Friday, November 14, 2008

The End of Wall Street

By Pauly
Hollywerid, CA

Several of my friends have been talking about an article penned by Michael Lewis called The End of Wall Street. Lewis is one of my favorite writers and the author of Liar's Poker which chronicled his days as a bond trader in the 1980s. He's back to give you an in depth look at the end game. Thanks to a few folks who pointed out the piece including Kid Dynamite.

His first sentence is eerie, mainly because I felt the same way, except that I was 23-years old and not 24...
To this day, the willingness of a Wall Street investment bank to pay me hundreds of thousands of dollars to dispense investment advice to grownups remains a mystery to me. I was 24 years old, with no experience of, or particular interest in, guessing which stocks and bonds would rise and which would fall. The essential function of Wall Street is to allocate capital—to decide who should get it and who should not. Believe me when I tell you that I hadn’t the first clue...

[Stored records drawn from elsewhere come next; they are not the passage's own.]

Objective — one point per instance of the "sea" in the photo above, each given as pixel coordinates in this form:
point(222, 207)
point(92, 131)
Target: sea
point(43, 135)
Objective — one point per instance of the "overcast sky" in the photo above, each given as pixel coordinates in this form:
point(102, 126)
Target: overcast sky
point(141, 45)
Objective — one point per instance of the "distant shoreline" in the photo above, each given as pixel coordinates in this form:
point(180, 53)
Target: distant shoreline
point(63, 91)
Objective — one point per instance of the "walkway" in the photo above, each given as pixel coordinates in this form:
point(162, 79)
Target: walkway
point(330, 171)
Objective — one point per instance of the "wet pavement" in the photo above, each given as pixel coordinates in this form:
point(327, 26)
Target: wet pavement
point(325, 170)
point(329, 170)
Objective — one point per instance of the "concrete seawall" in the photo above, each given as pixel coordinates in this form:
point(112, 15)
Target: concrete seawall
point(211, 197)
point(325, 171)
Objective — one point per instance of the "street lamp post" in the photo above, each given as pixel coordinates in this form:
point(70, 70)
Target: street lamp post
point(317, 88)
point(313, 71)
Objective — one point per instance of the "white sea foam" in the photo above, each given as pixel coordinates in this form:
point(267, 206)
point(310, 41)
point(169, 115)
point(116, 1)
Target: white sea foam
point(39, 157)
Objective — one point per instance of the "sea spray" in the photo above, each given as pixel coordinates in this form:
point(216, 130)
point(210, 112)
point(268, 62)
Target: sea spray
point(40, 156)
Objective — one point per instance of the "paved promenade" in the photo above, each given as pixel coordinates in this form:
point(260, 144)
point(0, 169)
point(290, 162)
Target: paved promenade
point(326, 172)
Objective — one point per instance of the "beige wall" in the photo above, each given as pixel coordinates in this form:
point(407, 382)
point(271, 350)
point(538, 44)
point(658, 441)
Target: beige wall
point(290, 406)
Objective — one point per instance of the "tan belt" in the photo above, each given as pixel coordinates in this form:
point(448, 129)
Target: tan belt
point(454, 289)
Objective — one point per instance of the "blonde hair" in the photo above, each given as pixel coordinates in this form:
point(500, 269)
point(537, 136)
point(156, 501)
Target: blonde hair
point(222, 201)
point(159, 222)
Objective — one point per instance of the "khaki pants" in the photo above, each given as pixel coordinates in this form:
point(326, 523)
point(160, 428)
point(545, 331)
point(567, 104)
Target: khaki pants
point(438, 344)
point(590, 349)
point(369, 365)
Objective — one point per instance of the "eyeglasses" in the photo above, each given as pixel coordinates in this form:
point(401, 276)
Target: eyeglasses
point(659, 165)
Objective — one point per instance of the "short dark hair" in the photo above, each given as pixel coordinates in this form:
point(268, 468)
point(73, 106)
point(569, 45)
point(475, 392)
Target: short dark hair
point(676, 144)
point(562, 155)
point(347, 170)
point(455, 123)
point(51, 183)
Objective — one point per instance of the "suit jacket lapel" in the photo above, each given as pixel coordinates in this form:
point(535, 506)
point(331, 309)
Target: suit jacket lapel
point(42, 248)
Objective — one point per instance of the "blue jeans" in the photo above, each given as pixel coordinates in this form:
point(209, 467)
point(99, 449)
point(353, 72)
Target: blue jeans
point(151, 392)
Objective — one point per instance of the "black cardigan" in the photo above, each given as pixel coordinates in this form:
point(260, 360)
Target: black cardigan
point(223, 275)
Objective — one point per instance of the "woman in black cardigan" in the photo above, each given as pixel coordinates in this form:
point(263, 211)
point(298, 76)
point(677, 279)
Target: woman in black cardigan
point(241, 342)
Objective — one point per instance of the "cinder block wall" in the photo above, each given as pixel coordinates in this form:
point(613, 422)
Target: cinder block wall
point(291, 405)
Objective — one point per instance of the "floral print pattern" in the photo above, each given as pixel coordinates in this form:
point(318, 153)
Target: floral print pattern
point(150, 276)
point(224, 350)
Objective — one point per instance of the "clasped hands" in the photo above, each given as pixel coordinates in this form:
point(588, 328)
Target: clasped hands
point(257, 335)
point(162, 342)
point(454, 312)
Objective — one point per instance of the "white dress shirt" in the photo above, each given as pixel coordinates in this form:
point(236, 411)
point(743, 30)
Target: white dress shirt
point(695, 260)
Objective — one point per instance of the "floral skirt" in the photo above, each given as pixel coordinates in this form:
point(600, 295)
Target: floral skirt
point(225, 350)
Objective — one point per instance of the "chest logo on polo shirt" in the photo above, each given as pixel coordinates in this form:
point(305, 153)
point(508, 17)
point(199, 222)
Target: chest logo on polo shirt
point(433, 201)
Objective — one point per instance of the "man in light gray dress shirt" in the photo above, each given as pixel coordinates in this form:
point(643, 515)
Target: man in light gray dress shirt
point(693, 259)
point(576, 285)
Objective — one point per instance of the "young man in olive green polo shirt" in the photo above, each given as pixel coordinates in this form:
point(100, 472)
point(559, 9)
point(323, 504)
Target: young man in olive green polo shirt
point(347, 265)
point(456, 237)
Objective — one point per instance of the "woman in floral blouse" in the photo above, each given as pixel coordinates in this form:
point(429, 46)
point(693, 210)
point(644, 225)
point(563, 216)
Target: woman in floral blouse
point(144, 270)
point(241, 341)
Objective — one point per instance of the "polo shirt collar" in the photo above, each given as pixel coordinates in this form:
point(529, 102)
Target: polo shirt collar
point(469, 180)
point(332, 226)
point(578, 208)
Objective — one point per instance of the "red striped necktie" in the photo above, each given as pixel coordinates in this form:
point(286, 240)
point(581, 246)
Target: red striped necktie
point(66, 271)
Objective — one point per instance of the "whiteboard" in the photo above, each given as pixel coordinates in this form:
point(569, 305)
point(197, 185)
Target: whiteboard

...the whole thing still strikes me as preposterous—which is one of the reasons the money was so easy to walk away from. I figured the situation was unsustainable. Sooner rather than later, someone was going to identify me, along with a lot of people more or less like me, as a fraud. Sooner rather than later, there would come a Great Reckoning when Wall Street would wake up and hundreds if not thousands of young people like me, who had no business making huge bets with other people’s money, would be expelled from finance.
The article is long but a must-read.